三月初十,兰花翠中立,梨花如雪白。秦宫欢饮夜宴,玉壶流转,长安权贵朝起便相继来贺,无数的奇珍异宝自月前便不断从大秦各地运入宫中,朝贺来仪公主十一岁生辰之喜。
天王苻坚在长乐殿设家宴,王子皇孙,世家贵族皆入宫赴宴。
琉璃宫宇巍峨煌煌,汉白玉雕砌的宫阶两旁列着五彩华灯。
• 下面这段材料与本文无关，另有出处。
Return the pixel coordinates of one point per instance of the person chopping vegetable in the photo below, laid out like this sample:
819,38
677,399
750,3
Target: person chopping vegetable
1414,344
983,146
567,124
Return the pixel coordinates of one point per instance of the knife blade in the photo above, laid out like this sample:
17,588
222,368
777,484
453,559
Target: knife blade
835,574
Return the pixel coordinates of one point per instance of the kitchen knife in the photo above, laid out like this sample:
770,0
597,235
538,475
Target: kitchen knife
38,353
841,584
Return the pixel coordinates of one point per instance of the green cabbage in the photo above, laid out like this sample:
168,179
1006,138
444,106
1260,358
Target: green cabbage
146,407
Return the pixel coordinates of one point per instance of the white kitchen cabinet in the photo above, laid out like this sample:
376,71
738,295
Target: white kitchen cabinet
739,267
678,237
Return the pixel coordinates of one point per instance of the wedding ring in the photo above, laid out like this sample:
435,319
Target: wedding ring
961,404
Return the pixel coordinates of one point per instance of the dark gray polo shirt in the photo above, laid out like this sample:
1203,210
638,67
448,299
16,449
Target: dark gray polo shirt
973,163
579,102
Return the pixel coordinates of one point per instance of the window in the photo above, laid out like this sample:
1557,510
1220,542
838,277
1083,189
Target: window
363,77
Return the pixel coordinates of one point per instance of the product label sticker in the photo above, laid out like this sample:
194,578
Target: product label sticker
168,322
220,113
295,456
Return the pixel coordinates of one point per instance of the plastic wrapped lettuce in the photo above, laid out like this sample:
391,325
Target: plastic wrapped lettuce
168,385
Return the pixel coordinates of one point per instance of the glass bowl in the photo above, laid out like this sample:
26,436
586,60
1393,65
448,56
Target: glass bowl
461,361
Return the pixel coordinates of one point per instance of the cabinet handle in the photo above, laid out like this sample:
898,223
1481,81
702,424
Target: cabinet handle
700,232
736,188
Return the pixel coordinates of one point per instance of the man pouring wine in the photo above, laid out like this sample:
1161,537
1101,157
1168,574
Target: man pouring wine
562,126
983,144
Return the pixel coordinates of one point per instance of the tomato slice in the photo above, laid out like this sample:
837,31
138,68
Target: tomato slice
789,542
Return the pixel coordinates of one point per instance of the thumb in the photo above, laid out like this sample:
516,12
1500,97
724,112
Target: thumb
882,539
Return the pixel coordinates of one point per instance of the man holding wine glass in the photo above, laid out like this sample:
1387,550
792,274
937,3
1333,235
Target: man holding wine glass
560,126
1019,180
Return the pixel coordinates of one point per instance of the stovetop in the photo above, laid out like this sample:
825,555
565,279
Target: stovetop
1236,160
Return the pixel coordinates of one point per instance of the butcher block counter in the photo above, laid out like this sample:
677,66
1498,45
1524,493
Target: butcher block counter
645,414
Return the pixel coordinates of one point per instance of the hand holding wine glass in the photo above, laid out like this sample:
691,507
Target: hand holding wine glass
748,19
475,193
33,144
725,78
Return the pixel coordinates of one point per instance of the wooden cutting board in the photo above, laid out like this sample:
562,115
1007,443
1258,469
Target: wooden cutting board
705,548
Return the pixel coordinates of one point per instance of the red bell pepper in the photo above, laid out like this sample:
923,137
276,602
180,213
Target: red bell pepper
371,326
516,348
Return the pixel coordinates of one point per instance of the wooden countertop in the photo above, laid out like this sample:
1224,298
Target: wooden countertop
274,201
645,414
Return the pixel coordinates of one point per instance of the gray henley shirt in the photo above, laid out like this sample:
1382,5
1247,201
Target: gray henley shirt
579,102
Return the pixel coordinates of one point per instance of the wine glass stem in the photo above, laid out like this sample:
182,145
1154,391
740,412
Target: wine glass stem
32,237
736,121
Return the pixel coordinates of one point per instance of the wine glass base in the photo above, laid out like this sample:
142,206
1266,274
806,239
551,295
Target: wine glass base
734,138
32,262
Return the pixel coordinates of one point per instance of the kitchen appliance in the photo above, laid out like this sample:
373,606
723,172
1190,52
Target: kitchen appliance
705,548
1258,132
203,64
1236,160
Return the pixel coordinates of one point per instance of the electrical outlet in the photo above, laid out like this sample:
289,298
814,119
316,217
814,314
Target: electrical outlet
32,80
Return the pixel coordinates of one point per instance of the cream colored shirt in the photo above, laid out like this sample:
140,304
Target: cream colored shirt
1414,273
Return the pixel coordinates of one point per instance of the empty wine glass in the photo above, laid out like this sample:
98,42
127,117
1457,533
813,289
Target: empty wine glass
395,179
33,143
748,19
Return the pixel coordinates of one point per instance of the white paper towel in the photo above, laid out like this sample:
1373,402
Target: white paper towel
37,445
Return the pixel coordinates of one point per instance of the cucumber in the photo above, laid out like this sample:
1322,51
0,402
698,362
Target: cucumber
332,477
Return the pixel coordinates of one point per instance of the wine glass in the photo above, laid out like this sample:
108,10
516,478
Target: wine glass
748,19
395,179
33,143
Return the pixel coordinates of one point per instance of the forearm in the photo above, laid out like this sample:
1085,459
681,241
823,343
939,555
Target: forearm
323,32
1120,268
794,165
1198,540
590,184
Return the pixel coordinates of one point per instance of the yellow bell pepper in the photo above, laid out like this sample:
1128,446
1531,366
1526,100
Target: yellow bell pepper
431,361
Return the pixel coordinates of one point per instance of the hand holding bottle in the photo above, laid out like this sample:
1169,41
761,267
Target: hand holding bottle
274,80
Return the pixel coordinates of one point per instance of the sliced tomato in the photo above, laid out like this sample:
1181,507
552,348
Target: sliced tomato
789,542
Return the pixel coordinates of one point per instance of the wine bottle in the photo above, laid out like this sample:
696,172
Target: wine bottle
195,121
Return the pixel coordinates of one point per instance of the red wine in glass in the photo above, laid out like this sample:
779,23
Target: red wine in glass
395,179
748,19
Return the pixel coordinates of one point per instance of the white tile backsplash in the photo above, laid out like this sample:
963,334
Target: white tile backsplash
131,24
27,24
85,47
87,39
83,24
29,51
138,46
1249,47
长乐大殿上明灯若白昼,管弦丝竹声声入耳,衣香鬓影翩然起舞。
妃色罗裙的小公主端坐在威仪棣棣的天王身边,轻纱掩映着姣好容颜不知神色何如,琉璃双眸中却隐隐透出与整个热闹大殿格格不入的落寞。
天王似是察觉到小公主的情绪,转头看着她,向来威严沉毅的脸上蓦然浮起柔和宠溺的笑意,他指着大殿上陈列的贺礼问:“这些俗物朕的凰儿不想要,那凰儿想要什么?”
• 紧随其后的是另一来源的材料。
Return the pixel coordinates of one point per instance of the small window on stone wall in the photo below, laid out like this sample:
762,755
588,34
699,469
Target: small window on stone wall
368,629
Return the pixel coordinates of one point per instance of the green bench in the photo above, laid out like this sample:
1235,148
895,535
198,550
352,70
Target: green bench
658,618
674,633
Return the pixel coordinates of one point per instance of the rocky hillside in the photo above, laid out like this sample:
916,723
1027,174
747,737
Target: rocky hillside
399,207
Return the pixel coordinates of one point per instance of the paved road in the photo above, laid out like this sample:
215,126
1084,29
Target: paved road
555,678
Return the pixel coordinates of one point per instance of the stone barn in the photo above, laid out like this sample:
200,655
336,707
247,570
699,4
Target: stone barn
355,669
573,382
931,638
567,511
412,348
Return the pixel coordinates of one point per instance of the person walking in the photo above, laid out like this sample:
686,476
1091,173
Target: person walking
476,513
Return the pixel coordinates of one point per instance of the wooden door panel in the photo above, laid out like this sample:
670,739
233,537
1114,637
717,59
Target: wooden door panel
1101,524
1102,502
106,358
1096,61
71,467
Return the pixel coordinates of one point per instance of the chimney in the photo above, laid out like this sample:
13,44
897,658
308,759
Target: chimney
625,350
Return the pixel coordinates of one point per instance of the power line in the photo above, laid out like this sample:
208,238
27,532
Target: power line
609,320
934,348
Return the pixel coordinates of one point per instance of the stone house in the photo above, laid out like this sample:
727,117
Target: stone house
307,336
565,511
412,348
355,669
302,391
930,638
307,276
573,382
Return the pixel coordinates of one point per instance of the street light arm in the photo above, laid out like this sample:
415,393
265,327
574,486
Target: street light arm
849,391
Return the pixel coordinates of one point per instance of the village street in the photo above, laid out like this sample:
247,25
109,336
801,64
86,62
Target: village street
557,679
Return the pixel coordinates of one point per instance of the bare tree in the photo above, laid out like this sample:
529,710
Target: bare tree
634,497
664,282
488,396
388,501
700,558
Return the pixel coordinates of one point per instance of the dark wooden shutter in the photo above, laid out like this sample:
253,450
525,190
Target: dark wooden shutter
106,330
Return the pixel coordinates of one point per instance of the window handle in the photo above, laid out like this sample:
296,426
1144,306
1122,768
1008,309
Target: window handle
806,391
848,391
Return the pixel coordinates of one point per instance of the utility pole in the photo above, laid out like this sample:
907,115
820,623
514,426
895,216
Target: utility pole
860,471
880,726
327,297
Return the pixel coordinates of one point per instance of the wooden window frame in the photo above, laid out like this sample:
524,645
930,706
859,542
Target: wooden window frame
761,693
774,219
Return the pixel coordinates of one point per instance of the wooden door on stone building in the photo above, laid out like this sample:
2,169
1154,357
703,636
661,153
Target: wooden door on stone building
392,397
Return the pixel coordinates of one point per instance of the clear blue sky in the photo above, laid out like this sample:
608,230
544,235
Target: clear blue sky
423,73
小公主发上的凤凰华胜在额心垂下晶莹玉坠,琉璃光芒映着她清丽的眼睛,仿佛给那汪秋水里铺了漫天星光,无端生出许多温暖来。
她指着大殿角落里眉眼低垂的白衣少年,淡淡道:“他!”
长乐殿上的丝竹之声戛然而止,所有人的目光都往那个不起眼的角落看去。
白衣俊美的少年端坐在一袭月白华衣的慕容夫人身旁,浑身清冷出尘的气质与这大殿上的华丽喧嚣格格不入。
少年微微抬了抬头,玉色瑗然的脸庞上神情淡薄而清和,温柔而沉默,隐在白色广袖下的手中玉箸断裂深深刺入掌心。
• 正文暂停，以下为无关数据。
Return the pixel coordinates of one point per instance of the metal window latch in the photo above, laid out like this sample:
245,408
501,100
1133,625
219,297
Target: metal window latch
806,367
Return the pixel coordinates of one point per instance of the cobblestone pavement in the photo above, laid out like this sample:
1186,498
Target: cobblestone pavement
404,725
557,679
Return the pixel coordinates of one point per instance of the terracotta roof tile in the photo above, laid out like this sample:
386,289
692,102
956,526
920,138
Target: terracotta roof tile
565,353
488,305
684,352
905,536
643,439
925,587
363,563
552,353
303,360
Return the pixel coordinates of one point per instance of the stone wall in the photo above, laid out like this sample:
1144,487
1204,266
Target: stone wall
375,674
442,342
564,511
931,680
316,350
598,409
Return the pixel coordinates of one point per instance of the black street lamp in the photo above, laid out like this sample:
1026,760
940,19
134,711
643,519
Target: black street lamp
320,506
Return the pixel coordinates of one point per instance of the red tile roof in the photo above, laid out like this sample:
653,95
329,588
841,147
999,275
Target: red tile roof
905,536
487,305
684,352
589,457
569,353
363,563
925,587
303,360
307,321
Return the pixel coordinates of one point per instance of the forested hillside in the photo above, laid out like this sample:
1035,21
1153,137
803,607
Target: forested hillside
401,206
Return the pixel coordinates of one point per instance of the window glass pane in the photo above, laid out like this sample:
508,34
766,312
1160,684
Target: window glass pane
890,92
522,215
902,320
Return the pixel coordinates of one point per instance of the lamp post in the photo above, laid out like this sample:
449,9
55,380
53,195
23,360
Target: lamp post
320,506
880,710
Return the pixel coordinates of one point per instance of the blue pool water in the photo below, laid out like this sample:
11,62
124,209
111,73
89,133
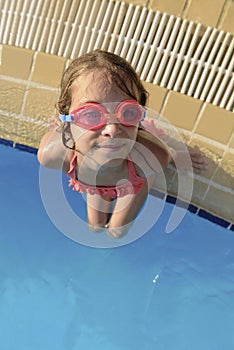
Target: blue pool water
164,292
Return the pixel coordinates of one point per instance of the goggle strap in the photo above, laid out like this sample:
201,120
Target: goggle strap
144,115
66,117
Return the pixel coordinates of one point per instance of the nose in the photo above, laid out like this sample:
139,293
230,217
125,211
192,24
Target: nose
111,129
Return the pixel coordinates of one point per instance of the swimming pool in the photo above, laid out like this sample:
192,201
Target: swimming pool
164,292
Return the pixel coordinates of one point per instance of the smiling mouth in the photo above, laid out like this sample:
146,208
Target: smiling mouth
110,147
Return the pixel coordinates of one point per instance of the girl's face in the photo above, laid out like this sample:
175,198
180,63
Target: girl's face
112,143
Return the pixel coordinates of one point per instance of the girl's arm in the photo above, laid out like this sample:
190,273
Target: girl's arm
52,153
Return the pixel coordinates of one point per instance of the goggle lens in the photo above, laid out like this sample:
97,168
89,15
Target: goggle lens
93,116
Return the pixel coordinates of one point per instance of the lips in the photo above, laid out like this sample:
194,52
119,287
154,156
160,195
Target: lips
111,147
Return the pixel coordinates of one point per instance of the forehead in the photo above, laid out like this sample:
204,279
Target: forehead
96,86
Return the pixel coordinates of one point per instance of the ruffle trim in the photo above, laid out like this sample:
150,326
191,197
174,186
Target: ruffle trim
113,191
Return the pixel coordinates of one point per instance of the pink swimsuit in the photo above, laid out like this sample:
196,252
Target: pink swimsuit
132,186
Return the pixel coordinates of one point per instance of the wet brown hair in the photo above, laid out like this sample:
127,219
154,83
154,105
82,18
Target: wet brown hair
115,68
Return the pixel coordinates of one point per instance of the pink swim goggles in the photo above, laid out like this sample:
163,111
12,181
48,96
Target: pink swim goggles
93,116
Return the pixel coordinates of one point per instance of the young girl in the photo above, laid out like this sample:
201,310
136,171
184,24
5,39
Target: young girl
101,144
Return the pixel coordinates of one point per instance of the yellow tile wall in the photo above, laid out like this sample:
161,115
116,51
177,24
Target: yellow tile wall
48,69
16,62
216,123
171,7
181,110
206,12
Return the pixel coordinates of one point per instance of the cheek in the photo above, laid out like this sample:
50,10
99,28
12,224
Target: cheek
84,139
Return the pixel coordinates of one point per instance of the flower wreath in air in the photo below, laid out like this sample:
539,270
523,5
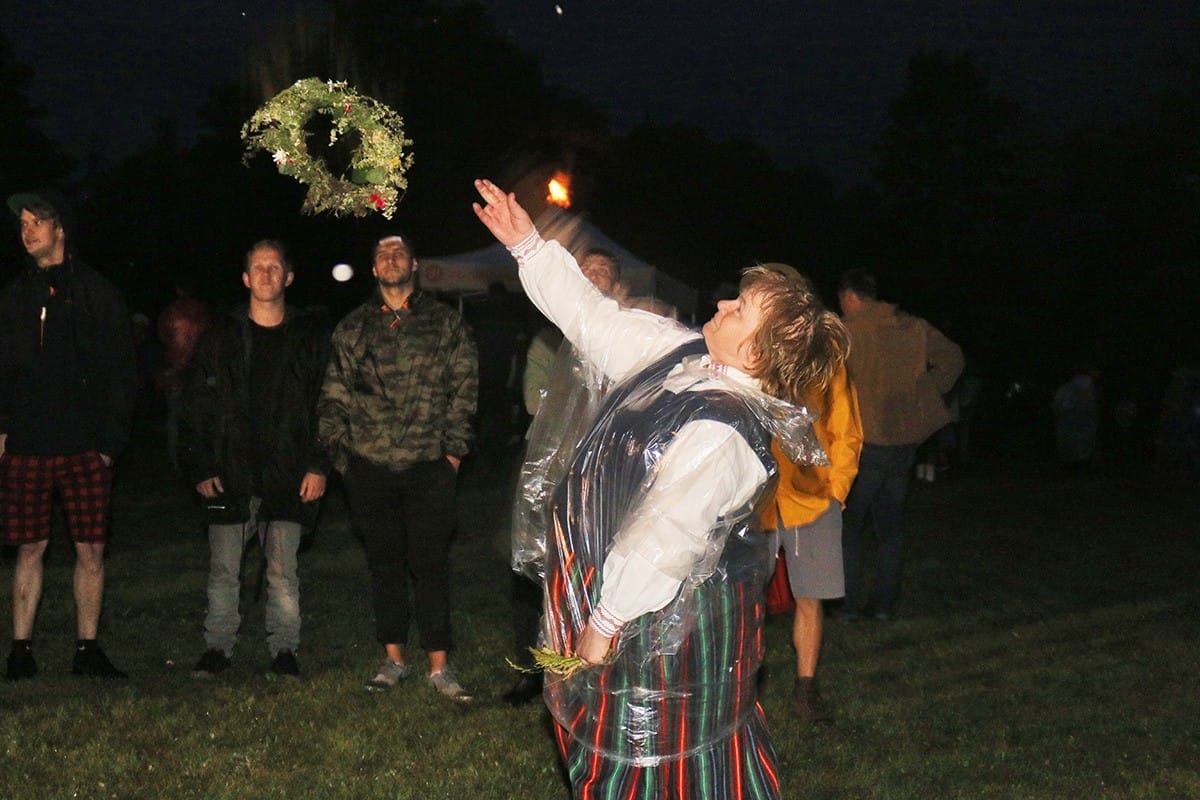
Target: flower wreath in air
377,169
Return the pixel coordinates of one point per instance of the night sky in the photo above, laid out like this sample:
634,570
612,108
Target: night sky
808,80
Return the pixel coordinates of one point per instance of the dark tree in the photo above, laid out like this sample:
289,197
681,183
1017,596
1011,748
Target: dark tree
28,157
946,166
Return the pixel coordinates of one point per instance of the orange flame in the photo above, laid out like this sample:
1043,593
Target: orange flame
559,188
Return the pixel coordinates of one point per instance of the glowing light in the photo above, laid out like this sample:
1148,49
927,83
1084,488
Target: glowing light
559,190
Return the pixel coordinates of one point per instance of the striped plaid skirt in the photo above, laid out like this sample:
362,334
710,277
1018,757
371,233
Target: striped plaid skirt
683,723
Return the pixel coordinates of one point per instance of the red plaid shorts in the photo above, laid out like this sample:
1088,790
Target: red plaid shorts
28,483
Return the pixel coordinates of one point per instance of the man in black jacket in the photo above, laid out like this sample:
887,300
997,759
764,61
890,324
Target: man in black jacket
67,391
250,439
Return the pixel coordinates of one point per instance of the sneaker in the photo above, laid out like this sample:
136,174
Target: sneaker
285,663
445,683
390,673
211,663
21,662
91,662
807,703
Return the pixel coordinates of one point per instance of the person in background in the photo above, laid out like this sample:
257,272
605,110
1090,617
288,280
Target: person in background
545,354
395,411
807,511
179,328
901,367
252,453
67,396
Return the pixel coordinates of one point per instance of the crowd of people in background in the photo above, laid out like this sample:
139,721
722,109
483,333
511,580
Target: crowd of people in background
262,403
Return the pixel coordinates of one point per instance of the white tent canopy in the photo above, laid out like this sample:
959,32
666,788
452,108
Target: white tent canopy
479,269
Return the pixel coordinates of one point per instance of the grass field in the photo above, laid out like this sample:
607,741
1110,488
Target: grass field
1047,649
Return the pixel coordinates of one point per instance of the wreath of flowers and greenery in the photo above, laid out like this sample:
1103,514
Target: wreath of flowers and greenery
375,179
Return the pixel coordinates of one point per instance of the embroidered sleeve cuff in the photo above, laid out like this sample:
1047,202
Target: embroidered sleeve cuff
527,247
604,623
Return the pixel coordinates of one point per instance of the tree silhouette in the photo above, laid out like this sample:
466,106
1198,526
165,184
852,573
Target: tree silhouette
946,166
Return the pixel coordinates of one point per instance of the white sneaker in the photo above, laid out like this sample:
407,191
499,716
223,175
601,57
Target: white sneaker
390,673
445,683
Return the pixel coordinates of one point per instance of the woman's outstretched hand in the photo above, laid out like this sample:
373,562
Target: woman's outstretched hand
502,214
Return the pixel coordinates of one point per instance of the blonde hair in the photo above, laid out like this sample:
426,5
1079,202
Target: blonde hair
799,344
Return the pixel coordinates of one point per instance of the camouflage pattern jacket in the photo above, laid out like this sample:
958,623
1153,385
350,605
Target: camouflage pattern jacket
401,386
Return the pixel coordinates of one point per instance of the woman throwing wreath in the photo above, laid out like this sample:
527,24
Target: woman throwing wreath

尊贵威仪的来仪公主高坐在大殿之上,隔着珠玉璀璨的宫灯,憧憧人影和光华流转的珠帘,她遥遥指着他,声音不大却字字清晰地回荡在大殿上:“凰儿听闻慕容世子精通音律,棋艺高超,谙熟剑法和兵法,是个不可多得的妙人。凰儿平日里在栖凤殿镇日无事镇日闲,不若便将世子赐予凰儿做个侍卫,陪凰儿解闷如何?”
坐下二皇子苻晖连忙起身,道:“父皇,凰儿玩闹不可当真……”
高座之上的小公主微微一笑,不疾不徐地打断苻晖的话:“那二哥肯入宫陪凰儿解闷了?”
她复又望向苻晖身旁的五皇子苻琳,问道:“二哥不愿意,那五哥你呢?”
苻晖一时不知如何作答,小公主月华流转的眸中像下了层薄薄的霜,任谁看了都觉得不忍。
她端坐在天王的身旁,望了一眼坐下微微含笑的五皇子苻琳,仿佛无奈又落寞道:“也罢,本来这宫中也就凰儿一个闲人。”
五皇子苻琳颇为无奈地站起来,向着高位上的天王道:“父皇,儿臣与几位皇兄皆已封王开府,父皇日理万机,皆不能常来陪伴凰儿,凰儿毕竟年幼,正是爱玩闹的时候,有个能陪她解闷的人也是好的。”
御下首座之上的太子苻宏亦缓缓起身,还是一贯的沉静温和,缓缓道:“凰儿向来喜欢骑射剑术,既然慕容世子善此道不妨便去栖凤殿做个侍卫,既能随侍护驾,又能时常陪凰儿练练。儿臣倒觉得,此事未为不可。”
苻晖还想说什么却被天王挥手制止。
天王含笑望着身旁落寞的小公主,眼里满是宠溺和心疼,道:“今日是凰儿的生辰,自然什么都要依她的,此事朕准奏,即日起,擢慕容冲为栖凤殿常侍,宿值殿省,不知慕容世子意下如何?”
满堂寂静,一袭白衣的少年从角落中缓缓起身,他依然眉眼低垂,向着高位上的天王和公主遥遥叩拜,缓缓道:“臣遵命。”